Following an evidentiary hearing, the panel chair and Mr. Stern, with the Tenaska appointed arbitrator dissenting, rendered a $125 million award in favor of Ponderosa.  Tenaska hired a private investigation firm to investigate Mr. Stern and learned significant additional details concerning Mr. Stern’s relationship with Nixon Peabody.  The trial court vacated the award for evident partiality after determining that Mr. Stern had failed to disclose eleven significant details concerning his relationship with Nixon Peabody.  The Dallas Court of Appeals reversed, reasoning that in light of the disclosures that Mr. Stern made concerning his relationship with Nixon Peabody, Tenaska waived its complaint by neither objecting to Mr. Stern nor asking follow up questions concerning his relationship with Nixon Peabody.  376 S.W.3d at 372-73, 375.  The Texas Supreme Court reversed the Dallas court and reinstated the trial court vacatur for evident partiality.

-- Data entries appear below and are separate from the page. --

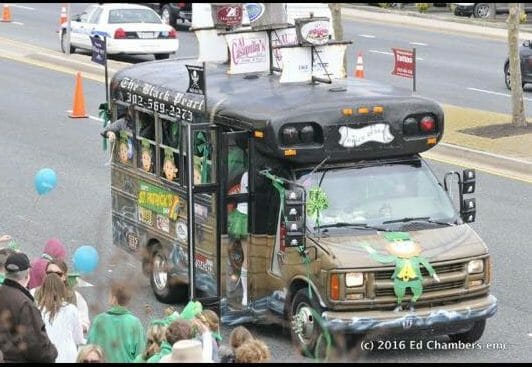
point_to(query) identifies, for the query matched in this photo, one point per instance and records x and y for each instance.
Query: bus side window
(147, 155)
(169, 149)
(146, 141)
(203, 156)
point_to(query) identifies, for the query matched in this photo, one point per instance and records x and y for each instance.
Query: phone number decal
(158, 106)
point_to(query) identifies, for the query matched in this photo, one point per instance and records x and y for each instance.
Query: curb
(461, 26)
(483, 161)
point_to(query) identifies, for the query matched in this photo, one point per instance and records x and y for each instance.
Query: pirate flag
(196, 79)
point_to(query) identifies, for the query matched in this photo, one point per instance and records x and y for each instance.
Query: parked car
(483, 10)
(172, 12)
(525, 60)
(128, 29)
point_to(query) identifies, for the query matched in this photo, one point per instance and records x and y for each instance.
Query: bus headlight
(354, 279)
(475, 266)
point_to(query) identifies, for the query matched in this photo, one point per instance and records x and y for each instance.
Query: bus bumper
(422, 318)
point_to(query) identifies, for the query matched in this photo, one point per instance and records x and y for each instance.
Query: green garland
(317, 202)
(105, 115)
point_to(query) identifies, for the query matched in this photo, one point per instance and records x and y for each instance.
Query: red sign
(230, 15)
(405, 63)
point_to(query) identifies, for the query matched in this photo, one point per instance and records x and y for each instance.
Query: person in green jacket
(404, 253)
(117, 331)
(180, 329)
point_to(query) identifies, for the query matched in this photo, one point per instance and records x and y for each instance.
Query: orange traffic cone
(78, 108)
(359, 72)
(63, 17)
(6, 14)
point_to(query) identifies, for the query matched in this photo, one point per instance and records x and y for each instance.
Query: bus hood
(437, 244)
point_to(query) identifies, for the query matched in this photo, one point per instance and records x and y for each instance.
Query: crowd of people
(44, 319)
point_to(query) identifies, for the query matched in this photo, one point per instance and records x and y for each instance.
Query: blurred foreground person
(23, 335)
(61, 318)
(186, 351)
(53, 249)
(60, 268)
(253, 351)
(118, 331)
(90, 353)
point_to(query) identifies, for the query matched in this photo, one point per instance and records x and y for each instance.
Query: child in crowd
(53, 249)
(90, 353)
(118, 331)
(61, 318)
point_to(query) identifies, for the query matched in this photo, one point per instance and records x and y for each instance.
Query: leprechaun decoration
(169, 168)
(405, 254)
(124, 149)
(146, 156)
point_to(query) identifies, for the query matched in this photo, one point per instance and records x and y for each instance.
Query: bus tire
(164, 288)
(304, 328)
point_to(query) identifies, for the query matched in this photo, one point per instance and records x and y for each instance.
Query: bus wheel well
(296, 285)
(147, 253)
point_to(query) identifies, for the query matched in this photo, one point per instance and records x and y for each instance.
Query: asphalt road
(36, 133)
(462, 70)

In Burlington N. R.R. v. TUCO Inc., 960 S.W.2d 629 (Tex. 1997), the Texas Supreme Court held that evident partiality is established when “the arbitrator does not disclose facts which might, to an objective observer, create a reasonable impression of the arbitrator’s partiality.”  Id. at 630.  “[I]nformation that is trivial will not rise to this level and need not be disclosed.”  Id. at 637.  The TUCO standard is an objective one:  “[E]vident partiality is established from the nondisclosure itself,” and actual partiality or bias need not be shown.  Id. at 636 (emphasis in original).

Comparing the information that Mr. Stern disclosed concerning his relationship with Nixon Peabody to the eleven details concerning that relationship that he failed to disclose, the Texas Supreme Court concluded that the withheld “information is not trivial and might have conveyed an impression of Stern’s partiality . . . to a reasonable person.”  437 S.W.3d at 526.  Accordingly, the TUCO standard was met, and evident partiality was established.  Whether Mr. Stern was “actually biased” was irrelevant under TUCO, and the court made no finding in that regard.  Id. at 529.

On the waiver issue, the court said that “a party may waive . . . a challenge by proceeding to arbitrate based on information it knows.”  Id. at 528.  In this case, there was no waiver because Tenasco’s challenge was “based upon information it was unaware of at that time.”  Id.